Wolf Humanities Center Undergraduate Fellow

20232024 Forum on Revolution

Sergio Emilio Carballido Murcio

Religious Studies, Mathematical Economics

CAS, 2026

Sergio is a Religious Studies and Mathematical Economics major passionate about understanding society, cultures, and how people find meaning in things, ideals or beings. One of his dearest quotes is from Hopscotch by Julio Cortázar: "And since you have come out of childhood you forget that in order to get to Heaven you have to have a pebble and a toe," which describes his aspiration to enjoy the game of life. Apart from his academic passions, Sergio loves exploring coffee shops, chatting with friends, riding his bike, meeting new people and places. Originally from Mexico City, a place he describes as magical, he is interested in connecting his knowledge to his hometown. Don't hesitate to contact him!
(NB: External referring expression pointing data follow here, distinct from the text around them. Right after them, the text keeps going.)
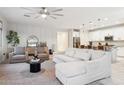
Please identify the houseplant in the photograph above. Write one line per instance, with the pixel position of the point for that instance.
(13, 38)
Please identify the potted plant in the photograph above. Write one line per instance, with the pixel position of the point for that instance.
(13, 38)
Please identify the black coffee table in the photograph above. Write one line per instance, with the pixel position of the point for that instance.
(35, 66)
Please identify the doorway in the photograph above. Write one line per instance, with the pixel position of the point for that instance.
(62, 41)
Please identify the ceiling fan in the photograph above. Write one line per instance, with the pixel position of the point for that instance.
(43, 12)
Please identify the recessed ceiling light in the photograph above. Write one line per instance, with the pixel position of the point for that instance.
(103, 25)
(99, 19)
(106, 19)
(117, 22)
(91, 22)
(27, 15)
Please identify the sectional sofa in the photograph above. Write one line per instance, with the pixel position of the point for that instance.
(82, 66)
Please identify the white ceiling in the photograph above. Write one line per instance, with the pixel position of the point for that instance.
(73, 17)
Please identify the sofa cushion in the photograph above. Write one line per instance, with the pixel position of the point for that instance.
(71, 69)
(96, 54)
(65, 58)
(69, 52)
(43, 55)
(82, 56)
(19, 57)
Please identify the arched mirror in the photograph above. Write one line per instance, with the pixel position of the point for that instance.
(32, 41)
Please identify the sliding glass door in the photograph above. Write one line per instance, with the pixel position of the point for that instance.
(0, 41)
(62, 41)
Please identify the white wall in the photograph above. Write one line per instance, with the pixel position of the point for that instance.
(44, 33)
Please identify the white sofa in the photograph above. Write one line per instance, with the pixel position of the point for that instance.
(82, 66)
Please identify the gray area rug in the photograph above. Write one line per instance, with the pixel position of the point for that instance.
(19, 74)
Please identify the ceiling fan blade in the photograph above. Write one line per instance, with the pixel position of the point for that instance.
(30, 9)
(53, 17)
(27, 8)
(58, 14)
(37, 17)
(57, 10)
(27, 15)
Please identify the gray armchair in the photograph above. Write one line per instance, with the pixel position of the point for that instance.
(19, 55)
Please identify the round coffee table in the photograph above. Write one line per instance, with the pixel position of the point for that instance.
(35, 65)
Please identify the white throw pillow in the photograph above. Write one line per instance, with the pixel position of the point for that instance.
(69, 53)
(82, 55)
(97, 54)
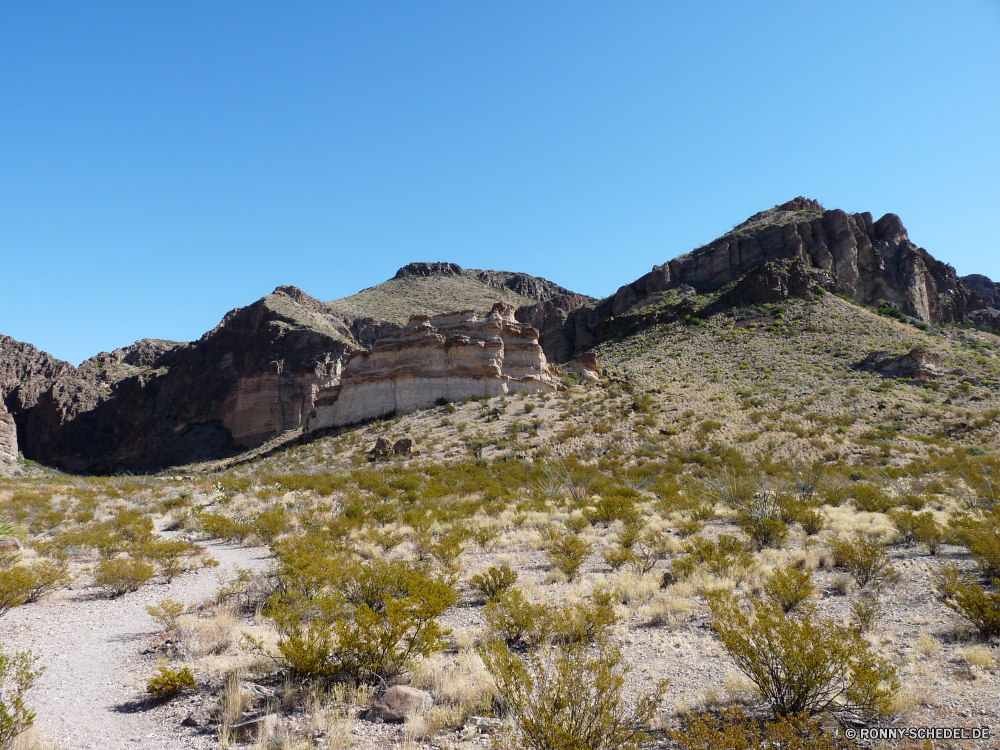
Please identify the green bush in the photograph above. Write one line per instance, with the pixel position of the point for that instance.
(979, 536)
(789, 587)
(168, 683)
(866, 611)
(918, 527)
(801, 662)
(719, 557)
(47, 576)
(17, 676)
(732, 730)
(122, 575)
(494, 581)
(166, 613)
(566, 552)
(872, 498)
(864, 556)
(972, 601)
(365, 622)
(518, 622)
(569, 697)
(15, 588)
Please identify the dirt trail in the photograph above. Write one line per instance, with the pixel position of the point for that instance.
(91, 648)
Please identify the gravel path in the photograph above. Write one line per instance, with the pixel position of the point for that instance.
(91, 648)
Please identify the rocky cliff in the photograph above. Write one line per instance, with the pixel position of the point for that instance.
(452, 357)
(8, 437)
(157, 403)
(872, 262)
(258, 373)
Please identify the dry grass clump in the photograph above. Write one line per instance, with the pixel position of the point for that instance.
(197, 638)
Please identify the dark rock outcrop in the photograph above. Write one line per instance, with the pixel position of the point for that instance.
(521, 283)
(787, 251)
(429, 269)
(159, 403)
(985, 287)
(774, 281)
(916, 363)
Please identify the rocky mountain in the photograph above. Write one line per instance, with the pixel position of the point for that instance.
(791, 249)
(257, 374)
(435, 288)
(448, 357)
(289, 359)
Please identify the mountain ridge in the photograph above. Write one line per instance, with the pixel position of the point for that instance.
(258, 373)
La Santa Muerte: A Revolution to Mexico’s Popular Religiosity and its National Identity

In Tepito, Mexico, a neighborhood with high rates of crime, a new religious icon is emerging: La Santa Muerte, The Saint Death. Instead of worshiping the regular Catholic saints, people are switching to this new figure. The Catholic Church has been against The Saint Death, calling it satanic, and providing alternatives to it such as promoting the worship of St. Jude Thaddeus, known for solving hopeless causes. However, this has not been enough to deter Santa Muerte’s believers. This paper explores to what extent La Santa Muerte is a revolution to popular religiosity and Mexican identity in Mexico City. It analyzes why people worship The Saint Death, its uniqueness in comparison to other canonized Saints, and the historical relationship between The Saint Death, Catholicism, and Santeria.